Song by Taylor Swift

from the album The Tortured Poets Department
- Released: April 19, 2024
- Studio: Conway Recording (Los Angeles); Electric Lady (New York);
- Genre: Country; country pop; electronica; folk rock;
- Length: 5:40
- Label: Republic
- Songwriters: Taylor Swift; Aaron Dessner;
- Producers: Taylor Swift; Aaron Dessner; Jack Antonoff;

Lyric video
- "But Daddy I Love Him" on YouTube

= But Daddy I Love Him =

2024 song by Taylor Swift

"But Daddy I Love Him" is a song by the American singer-songwriter Taylor Swift from her eleventh studio album, The Tortured Poets Department (2024). Swift and Aaron Dessner wrote the track, and they produced it with Jack Antonoff. A fingerpicked guitar-led ballad, "But Daddy I Love Him" consists of a string arrangement and live drums. The song employs a country songwriting style, and its narrative lyrics are about a scrutinized romantic relationship: Swift's narrator is a girl brought up in a religious small town, and she affirms her real love for a troublesome man, confronting critics of her affair and telling them that she is the only authority of her life. Critics categorized the song's genre as country pop, electronica, and folk rock.

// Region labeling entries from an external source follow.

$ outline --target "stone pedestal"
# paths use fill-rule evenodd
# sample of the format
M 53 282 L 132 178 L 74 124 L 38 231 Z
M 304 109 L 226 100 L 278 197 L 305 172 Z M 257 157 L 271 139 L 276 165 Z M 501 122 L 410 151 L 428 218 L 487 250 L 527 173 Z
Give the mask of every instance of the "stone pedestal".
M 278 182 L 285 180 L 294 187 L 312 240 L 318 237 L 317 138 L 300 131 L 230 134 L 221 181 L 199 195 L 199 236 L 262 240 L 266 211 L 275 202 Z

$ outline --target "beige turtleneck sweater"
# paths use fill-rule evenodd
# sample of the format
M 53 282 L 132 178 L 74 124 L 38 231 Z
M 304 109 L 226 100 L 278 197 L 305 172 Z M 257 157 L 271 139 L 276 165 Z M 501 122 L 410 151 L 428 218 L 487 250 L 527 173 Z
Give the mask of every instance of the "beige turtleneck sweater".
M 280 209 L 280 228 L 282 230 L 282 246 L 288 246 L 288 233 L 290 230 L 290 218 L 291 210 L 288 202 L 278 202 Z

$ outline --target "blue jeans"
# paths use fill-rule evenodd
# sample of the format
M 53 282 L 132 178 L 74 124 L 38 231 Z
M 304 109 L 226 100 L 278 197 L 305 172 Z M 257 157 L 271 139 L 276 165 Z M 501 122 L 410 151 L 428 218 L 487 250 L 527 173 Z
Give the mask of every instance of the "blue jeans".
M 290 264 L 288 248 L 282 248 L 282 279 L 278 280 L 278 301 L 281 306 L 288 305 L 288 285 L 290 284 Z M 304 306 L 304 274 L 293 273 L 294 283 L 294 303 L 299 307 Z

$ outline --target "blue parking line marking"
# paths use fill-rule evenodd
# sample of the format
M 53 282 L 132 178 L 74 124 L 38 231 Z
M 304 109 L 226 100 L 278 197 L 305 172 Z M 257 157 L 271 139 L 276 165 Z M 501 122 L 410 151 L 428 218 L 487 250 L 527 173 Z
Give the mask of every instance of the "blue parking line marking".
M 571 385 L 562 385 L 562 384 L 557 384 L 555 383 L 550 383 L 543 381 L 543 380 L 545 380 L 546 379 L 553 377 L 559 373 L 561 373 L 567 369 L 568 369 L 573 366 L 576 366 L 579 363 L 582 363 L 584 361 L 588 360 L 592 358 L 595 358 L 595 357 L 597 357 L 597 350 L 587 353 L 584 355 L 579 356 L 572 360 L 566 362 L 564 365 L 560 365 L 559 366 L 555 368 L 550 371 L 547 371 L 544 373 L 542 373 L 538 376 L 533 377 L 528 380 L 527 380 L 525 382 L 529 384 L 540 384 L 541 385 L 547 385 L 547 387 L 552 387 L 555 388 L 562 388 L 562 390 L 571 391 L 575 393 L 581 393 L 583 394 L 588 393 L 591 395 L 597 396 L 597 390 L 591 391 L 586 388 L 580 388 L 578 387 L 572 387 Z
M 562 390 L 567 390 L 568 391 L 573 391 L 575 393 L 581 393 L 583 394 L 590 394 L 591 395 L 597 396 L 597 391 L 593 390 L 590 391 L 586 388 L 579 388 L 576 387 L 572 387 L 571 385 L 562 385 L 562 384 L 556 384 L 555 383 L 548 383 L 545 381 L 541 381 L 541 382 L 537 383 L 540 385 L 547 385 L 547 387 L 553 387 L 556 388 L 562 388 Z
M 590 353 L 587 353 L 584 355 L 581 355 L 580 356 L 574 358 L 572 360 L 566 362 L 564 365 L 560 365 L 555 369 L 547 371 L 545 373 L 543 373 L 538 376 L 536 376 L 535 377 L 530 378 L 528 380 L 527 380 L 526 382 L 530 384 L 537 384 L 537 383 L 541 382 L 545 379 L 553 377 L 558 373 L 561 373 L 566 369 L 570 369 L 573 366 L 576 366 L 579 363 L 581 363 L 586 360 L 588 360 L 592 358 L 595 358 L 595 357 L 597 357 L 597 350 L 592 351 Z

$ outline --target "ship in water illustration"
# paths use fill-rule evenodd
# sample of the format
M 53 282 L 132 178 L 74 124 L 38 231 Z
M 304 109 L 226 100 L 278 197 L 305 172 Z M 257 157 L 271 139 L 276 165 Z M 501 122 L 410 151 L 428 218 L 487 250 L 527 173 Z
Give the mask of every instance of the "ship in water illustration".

Reviews of "But Daddy I Love Him" considered the lyrics autobiographical and analyzed them with references to Swift's fame and personal life. Critics generally acclaimed the narrative as dramatic and intense but also humorous, and the production as catchy and anthemic. Some reviews picked the track among the best songs of 2024. "But Daddy I Love Him" peaked at number seven on the Billboard Global 200 and within the top 10 on charts in Australia, Canada, New Zealand, Singapore, and the United States. It has received certifications in Australia, New Zealand, and the United Kingdom. Swift included the song in the Eras Tour's revamped set list in 2024.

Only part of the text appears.